Trump campaign demands halt to Coronavirus ad

The re-election campaign of President Donald Trump on Wednesday demanded that television stations not air an produced by a political action committee 'formed by Barack Obama loyalists" were attacking the President with 'deliberately false and misleading' political advertisement.

"PUSA (Priorities USA Action Fund) stitched together fragments from multiple speeches by President Trump to fraudulently and maliciously imply that President Trump called the coronavirus outbreak a 'hoax,'" read a cease and desist letter released by the Trump campaign.

While the letter from the Trump campaign focuses entirely on the 'hoax' issue, the advertisement only mentions it quickly, as part of a series of sound bites of the President talking about the Coronavirus issue, as the group portrays a President who is understating the threat of the virus.

"It's one person coming in from China," the President says, with his words typed out on the screen, as the ad samples statements from the President starting in January, and going into March.

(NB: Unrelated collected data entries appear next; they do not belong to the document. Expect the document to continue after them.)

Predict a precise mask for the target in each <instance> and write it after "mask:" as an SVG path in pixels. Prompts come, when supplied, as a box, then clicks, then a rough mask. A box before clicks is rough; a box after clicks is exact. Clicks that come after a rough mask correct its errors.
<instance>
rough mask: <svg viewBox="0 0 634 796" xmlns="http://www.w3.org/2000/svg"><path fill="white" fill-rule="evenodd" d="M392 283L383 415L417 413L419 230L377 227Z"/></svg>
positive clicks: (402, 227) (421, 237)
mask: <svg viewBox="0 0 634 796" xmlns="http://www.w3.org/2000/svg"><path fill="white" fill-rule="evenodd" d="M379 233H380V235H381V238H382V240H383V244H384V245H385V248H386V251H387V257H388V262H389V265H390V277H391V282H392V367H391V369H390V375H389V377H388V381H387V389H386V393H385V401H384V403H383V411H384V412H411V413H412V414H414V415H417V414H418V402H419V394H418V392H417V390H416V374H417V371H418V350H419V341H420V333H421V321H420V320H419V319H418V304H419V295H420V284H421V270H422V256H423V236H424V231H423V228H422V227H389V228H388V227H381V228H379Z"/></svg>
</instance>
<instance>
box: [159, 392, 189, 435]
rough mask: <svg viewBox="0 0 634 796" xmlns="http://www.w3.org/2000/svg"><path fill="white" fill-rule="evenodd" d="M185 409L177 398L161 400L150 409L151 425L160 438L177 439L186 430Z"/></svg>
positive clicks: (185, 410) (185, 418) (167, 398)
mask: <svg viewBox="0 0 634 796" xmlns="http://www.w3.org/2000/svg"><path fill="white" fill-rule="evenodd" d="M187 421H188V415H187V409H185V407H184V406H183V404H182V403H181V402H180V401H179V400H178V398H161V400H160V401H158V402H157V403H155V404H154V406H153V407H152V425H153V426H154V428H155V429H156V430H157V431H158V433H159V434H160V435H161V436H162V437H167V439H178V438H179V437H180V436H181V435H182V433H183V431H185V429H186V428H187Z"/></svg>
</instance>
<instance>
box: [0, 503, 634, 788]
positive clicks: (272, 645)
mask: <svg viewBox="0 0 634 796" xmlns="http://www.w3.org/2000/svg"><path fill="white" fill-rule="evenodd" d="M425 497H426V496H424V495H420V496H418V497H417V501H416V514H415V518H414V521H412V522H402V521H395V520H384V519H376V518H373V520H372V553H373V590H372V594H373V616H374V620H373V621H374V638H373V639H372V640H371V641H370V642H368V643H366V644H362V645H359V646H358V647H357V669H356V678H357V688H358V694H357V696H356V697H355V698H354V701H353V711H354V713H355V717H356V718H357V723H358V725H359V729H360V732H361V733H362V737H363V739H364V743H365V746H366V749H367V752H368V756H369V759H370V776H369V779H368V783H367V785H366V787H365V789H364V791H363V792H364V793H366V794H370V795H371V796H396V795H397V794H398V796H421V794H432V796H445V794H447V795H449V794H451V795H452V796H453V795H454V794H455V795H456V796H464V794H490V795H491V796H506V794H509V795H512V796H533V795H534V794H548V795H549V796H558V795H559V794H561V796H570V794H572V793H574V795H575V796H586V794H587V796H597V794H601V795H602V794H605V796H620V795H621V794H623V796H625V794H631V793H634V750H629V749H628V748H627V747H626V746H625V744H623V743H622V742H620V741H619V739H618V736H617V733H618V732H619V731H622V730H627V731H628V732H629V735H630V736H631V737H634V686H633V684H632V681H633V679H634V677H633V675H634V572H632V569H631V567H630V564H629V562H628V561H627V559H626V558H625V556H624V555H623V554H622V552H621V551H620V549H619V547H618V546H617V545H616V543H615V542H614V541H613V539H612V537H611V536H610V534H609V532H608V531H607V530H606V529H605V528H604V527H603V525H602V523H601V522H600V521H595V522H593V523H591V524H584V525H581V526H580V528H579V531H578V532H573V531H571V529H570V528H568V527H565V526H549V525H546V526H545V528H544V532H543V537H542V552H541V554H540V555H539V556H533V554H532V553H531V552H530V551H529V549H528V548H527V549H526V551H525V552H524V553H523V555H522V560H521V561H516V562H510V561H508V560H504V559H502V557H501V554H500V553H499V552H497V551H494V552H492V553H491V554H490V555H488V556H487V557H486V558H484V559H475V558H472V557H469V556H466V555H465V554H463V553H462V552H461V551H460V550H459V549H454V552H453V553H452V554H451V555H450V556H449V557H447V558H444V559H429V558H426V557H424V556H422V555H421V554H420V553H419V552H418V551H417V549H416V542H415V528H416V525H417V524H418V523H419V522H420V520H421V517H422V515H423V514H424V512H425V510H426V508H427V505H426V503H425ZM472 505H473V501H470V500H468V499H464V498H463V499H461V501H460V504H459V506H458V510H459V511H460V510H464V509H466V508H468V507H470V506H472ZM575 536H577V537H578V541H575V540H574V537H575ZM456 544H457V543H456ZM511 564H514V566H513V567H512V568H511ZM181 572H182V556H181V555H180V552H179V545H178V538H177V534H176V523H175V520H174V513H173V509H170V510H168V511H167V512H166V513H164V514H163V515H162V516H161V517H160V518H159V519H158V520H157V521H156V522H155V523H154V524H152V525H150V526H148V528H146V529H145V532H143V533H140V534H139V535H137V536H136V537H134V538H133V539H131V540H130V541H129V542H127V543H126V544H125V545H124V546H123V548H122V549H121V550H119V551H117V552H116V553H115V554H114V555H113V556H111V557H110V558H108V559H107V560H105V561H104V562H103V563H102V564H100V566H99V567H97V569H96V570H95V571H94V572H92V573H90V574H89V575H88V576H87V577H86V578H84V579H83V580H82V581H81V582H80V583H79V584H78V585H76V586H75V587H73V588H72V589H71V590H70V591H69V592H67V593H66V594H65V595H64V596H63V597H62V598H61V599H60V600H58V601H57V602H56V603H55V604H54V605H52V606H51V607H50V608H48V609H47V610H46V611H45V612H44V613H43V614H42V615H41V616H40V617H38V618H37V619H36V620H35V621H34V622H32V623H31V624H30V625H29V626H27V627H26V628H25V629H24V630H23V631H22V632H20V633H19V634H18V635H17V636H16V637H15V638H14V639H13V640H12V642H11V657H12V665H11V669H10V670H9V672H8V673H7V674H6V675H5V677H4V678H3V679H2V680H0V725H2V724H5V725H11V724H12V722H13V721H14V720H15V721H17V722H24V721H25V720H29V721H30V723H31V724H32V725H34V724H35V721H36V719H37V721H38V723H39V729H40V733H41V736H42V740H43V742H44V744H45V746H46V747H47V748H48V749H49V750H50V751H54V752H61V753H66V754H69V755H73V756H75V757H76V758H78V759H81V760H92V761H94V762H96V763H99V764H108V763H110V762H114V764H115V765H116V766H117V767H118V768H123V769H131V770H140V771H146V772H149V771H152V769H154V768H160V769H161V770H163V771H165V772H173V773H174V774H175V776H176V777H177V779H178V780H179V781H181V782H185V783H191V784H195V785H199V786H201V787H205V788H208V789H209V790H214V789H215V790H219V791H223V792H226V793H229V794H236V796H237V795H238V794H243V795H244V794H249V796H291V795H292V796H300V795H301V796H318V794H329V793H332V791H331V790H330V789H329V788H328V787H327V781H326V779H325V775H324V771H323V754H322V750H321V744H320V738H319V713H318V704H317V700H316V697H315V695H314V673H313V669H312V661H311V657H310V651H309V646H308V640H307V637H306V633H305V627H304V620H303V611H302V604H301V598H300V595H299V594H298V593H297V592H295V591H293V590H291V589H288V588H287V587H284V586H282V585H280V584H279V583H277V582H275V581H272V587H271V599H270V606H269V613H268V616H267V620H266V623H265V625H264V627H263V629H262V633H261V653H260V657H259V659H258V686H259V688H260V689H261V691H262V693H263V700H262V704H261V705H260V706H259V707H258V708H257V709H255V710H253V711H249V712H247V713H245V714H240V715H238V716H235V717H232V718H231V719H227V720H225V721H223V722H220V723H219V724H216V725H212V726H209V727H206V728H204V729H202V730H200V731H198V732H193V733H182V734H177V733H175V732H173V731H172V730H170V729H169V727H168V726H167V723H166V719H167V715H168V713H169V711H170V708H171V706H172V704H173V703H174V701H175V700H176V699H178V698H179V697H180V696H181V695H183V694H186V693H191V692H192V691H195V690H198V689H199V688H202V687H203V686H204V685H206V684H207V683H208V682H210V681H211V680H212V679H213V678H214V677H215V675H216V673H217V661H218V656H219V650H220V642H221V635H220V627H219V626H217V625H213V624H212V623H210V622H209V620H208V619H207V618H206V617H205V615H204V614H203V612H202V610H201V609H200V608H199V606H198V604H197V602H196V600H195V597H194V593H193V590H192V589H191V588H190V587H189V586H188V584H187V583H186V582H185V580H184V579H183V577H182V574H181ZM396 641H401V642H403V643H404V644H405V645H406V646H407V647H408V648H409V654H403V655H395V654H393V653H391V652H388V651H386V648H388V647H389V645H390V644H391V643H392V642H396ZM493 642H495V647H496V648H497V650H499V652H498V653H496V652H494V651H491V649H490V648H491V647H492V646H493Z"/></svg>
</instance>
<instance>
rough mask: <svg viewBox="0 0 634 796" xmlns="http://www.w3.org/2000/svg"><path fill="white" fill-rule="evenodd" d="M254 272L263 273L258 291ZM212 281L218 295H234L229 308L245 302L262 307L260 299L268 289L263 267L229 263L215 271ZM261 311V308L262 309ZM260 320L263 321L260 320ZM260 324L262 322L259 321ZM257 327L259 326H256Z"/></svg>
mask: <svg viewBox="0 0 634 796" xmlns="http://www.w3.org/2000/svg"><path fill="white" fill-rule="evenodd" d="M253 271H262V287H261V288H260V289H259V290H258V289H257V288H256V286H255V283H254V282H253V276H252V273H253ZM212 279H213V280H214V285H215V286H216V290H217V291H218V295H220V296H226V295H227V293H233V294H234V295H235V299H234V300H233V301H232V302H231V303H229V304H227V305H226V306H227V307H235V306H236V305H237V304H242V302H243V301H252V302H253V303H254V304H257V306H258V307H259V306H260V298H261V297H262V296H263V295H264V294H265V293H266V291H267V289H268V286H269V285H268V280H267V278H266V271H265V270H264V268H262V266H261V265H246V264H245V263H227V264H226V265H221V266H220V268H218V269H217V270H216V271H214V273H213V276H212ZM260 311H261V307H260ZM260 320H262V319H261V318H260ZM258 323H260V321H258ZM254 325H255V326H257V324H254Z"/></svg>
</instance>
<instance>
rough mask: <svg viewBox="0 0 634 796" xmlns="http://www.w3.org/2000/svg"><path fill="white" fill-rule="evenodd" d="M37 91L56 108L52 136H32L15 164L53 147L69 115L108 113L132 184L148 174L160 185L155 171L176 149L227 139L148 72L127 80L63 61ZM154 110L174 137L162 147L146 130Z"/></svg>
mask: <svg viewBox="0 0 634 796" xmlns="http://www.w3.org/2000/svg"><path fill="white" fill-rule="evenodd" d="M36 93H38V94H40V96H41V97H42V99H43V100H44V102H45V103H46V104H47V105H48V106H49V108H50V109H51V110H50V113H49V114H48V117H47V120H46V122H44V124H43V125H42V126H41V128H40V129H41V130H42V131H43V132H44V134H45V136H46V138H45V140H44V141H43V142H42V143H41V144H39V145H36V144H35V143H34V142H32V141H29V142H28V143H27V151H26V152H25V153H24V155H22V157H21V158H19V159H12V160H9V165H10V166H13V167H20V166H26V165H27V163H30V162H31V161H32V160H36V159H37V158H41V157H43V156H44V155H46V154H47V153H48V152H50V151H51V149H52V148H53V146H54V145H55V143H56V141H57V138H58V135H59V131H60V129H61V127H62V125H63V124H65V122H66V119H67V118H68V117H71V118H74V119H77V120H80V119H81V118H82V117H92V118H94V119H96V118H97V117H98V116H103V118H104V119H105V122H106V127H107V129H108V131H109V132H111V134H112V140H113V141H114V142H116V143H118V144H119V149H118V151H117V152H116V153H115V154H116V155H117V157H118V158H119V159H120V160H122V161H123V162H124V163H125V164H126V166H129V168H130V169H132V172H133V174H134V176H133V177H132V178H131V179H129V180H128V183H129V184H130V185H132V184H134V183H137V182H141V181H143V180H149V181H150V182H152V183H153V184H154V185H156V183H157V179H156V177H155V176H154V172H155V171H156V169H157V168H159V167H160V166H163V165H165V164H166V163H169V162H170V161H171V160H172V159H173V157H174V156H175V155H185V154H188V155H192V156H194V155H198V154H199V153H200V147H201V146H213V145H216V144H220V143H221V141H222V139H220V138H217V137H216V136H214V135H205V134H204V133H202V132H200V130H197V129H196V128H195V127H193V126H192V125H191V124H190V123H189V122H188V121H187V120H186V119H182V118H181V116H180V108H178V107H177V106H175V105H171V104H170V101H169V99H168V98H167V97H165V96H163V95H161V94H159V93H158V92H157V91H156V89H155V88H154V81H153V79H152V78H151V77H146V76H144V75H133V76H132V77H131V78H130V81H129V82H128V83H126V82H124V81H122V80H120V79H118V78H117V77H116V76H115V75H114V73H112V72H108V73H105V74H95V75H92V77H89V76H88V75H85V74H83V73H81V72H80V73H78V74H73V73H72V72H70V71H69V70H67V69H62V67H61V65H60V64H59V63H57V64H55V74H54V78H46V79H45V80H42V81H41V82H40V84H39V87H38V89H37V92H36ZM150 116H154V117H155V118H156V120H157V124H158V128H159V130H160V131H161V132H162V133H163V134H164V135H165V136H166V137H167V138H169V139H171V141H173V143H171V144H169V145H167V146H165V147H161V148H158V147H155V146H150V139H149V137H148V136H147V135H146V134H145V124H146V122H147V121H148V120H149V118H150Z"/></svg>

"One day, it's like a miracle, it will disappear," Mr. Trump's voice says at another point.

Here is the ad from Priorities USA which the Trump campaign wants blocked.

As for the issue of the President's use of the word 'hoax' - he did say that at a campaign rally in South Carolina at the end of February, arguing that Democrats were simply attacking him in a continuation of their efforts to impeach him.

"They tried the impeachment hoax. That was on a perfect conversation," the President said at the rally, arguing Democrats had failed.

"And this is their new hoax," Mr. Trump said.

Another Super PAC helping former Vice President Joe Biden is also out with a Coronavirus ad - which also mentions the 'hoax' statement as well.